Höchst merkwürdig ist der Umstand, daß jeder Mensch in jedem seiner Augen einen Punkt hat, auf welchem er völlig blind ist. Man kann sich hiervon überzeugen, wenn man auf ein Blatt weißen Papieres eine rothe Oblate legt und in etwa 21/2 Zoll Entfernung rechts von derselben ein ungefähr 81/2 Zoll hohes Buch auf das Papier stellt. Legt man dann den Kopf mit der Nase auf das Buch, schließt das rechte Auge und blickt mit dem linken Auge scharf am Buche herab, so gewahrt man zugleich die seitwärts liegende weiße Fläche des Papiers, aber die Oblate nicht, welche gradezu verschwunden ist. Sie kommt alsbald zum Vorschein, wenn man das Auge etwas aus der angegebenen Stellung verrückt.

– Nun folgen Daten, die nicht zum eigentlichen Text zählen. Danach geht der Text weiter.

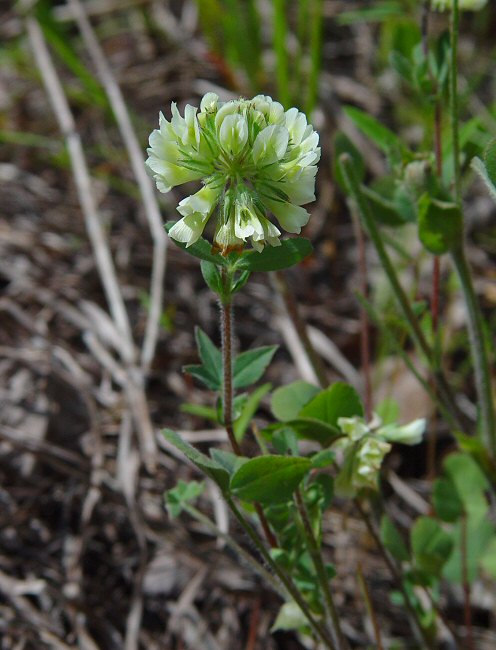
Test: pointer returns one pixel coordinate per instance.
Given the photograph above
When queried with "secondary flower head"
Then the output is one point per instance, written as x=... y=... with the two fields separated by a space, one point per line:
x=253 y=159
x=468 y=5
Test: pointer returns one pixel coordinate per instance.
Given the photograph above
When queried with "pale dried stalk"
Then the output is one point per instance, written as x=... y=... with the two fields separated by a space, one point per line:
x=134 y=376
x=150 y=204
x=85 y=192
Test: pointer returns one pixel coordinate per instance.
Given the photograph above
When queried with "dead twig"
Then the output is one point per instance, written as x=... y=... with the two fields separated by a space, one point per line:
x=135 y=154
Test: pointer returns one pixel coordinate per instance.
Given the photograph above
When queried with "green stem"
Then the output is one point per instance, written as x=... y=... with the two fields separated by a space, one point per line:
x=454 y=28
x=318 y=563
x=353 y=187
x=479 y=350
x=228 y=391
x=285 y=579
x=226 y=326
x=258 y=568
x=398 y=578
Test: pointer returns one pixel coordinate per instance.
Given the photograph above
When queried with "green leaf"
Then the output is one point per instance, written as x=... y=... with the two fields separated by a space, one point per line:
x=470 y=483
x=431 y=545
x=388 y=410
x=440 y=225
x=208 y=466
x=472 y=543
x=338 y=401
x=314 y=429
x=479 y=167
x=490 y=160
x=446 y=501
x=269 y=479
x=288 y=401
x=183 y=493
x=201 y=411
x=249 y=366
x=343 y=144
x=392 y=540
x=323 y=459
x=289 y=253
x=212 y=277
x=227 y=459
x=248 y=411
x=201 y=249
x=383 y=137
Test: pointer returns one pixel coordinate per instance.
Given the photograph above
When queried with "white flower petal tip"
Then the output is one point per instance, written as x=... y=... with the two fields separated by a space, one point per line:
x=253 y=159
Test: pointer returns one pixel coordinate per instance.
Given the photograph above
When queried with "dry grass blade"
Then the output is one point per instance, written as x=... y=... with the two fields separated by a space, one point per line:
x=134 y=150
x=84 y=187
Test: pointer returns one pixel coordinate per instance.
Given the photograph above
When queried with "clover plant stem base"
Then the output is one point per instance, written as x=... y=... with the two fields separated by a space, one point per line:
x=353 y=187
x=313 y=548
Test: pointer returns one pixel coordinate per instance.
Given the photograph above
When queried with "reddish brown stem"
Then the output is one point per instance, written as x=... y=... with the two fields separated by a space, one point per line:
x=227 y=399
x=467 y=608
x=364 y=320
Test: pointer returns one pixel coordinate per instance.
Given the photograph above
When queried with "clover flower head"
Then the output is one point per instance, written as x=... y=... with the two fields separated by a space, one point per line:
x=464 y=5
x=254 y=160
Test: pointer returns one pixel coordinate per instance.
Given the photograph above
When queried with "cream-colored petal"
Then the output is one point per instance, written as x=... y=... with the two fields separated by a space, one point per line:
x=291 y=217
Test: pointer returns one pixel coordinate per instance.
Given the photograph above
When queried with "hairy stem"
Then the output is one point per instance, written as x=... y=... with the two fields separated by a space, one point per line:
x=283 y=577
x=228 y=390
x=353 y=186
x=454 y=27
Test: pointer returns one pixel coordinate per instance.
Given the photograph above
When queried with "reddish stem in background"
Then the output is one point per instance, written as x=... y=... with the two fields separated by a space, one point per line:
x=364 y=320
x=467 y=609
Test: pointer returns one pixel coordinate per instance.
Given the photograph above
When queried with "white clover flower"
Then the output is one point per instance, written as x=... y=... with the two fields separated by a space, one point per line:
x=365 y=445
x=253 y=159
x=463 y=5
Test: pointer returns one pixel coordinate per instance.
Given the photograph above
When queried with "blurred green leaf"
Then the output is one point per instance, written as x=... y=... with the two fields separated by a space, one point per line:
x=440 y=225
x=431 y=545
x=446 y=501
x=287 y=401
x=338 y=401
x=212 y=469
x=183 y=493
x=210 y=371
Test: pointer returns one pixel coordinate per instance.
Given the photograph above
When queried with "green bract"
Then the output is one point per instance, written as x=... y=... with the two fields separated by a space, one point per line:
x=365 y=446
x=253 y=159
x=468 y=5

Der Sinn des Gesichts ist, wie der schärfste und am weitesten reichende Sinn des Menschen, auch derjenige, welcher den meisten Täuschungen und Fehlern ausgesetzt ist. Außer dem Staar (s.d.) und der angegebenen Kurzsichtigkeit und Weitsichtigkeit gehören zu den Augenfehlern das Tagsehen und das Nachtsehen. Jenes, auch Nachtblindheit oder Hühnerblindheit genannt, äußert sich dadurch, daß das Auge nur im hellen Sonnenlichte sieht, für schwaches Licht aber völlig unempfindlich, blind ist, und kommt besonders in gewissen Ländern, z.B. China, Brasilien, sehr häufig vor. Bei dem Nachtsehen oder der Tagblindheit kann das Auge das helle Sonnenlicht nicht ertragen und sieht dafür bei schwachem Lichte besser, als ein gewöhnliches Auge. Die Empfindlichkeit des Auges für das Licht geht zuweilen bis zur Lichtscheu, bei welcher das Auge fast gar kein Licht zu ertragen vermag. Blendendweiße Gegenstände bringen im Auge einen schmerzhaften Reiz hervor, der sogar entzündlich werden kann. Eine hieher gehörige Erscheinung ist die in den Polargegenden häufig vorkommende Schneeblindheit.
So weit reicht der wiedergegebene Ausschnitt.